The molybdenum alloy that forms the feedthrough contains Mo alloyed with Ni and at least one of Cu or Fe. The amount of Mo in the alloy is at least 75 wt. % and the combined weight of the other alloying elements, Ni, Cu and Fe, is greater than 5 wt. %, more preferably at least 7 wt. %, and even more preferably al least 8 wt. %. The weight ratio of the amount of Ni to the total amount of Cu and/or Fe should be in the range of 1:1 to 9:1, more preferably 7:3 to 9:1, and even more preferably 8:2 to 9:1. Although the alloy may contain small amounts of other elements that do not significantly affect the desired properties of the alloy, e.g., thermal expansion and chemical resistance, it is preferred that alloy consist of Mo, Ni, and Cu and/or Fe and only a minor level of metal contaminants, preferably less than 5000 ppm metal contaminants in total.
The feedthrough may be formed by conventional powder metallurgical techniques. Metal powders in the appropriate proportions are intimately mixed, pressed into compacts, solid-state sintered, and then liquid-phase sintered to full density.
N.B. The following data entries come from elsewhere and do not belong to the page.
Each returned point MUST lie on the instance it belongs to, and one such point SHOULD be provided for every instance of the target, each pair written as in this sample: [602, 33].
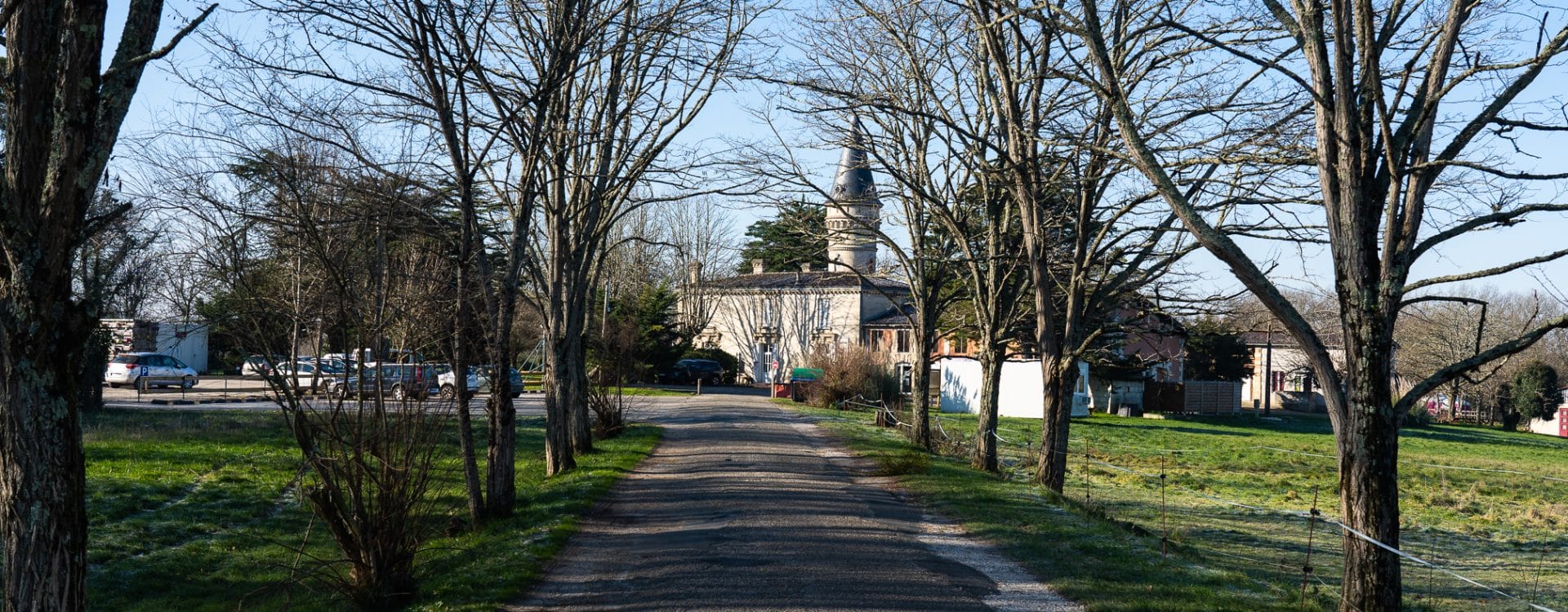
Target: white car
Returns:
[479, 381]
[148, 370]
[306, 375]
Wires, rods or other desired feedthrough shapes may then be made by rolling, drawing or other conventional metal forming methods for small reductions in area or cross sections. These types of alloys can undergo a reduction in area of about 30% without cracking. To obtain a greater amount of deformation, the worked material must be annealed or re-liquid-phase sintered.
Blends of pure Mo, Ni, Fe and Cu powders were made and then densified to about 65% of theoretical density by pressing at pressures of 30 ksi or higher. The pressed compacts were then solid-state sintered at 1440° C. for Mo:Ni:Fe alloys and 1125° C. for Mo:Ni:Cu alloys. After solid-state sintering the compacts were buried in alumina sand and liquid-phase sintered at 1500° C. for Mo:Ni:Fe alloys and 1440° C. for Mo:Ni:Cu alloys. Both sintering operations were conducted in a reducing or inert gas atmosphere to prevent oxidation. The liquid-phase-sintered densities for the alloys were 100% of theoretical density. The compositions of the alloys are given in Table 1.
Samples were then machined into cylinders and the thermal expansion properties measured in a dilatometer.
The 90% Mo-8% Ni-2% Fe alloy was tested for chemical resistance with a simulated metal halide environment and showed no significant reaction. Both Cu-containing alloys were found to have the same melting point and both Fe-containing alloys were found to have the same melting point. The Fe-containing alloys have a significantly higher melting point than the Cu-containing alloys as indicated by the liquid-phase sintering temperatures.
While there have been shown and described what are at present considered to be preferred embodiments of the invention, it will be apparent to those skilled in the art that various changes and modifications can be made herein without departing from the scope of the invention as defined by the appended claims.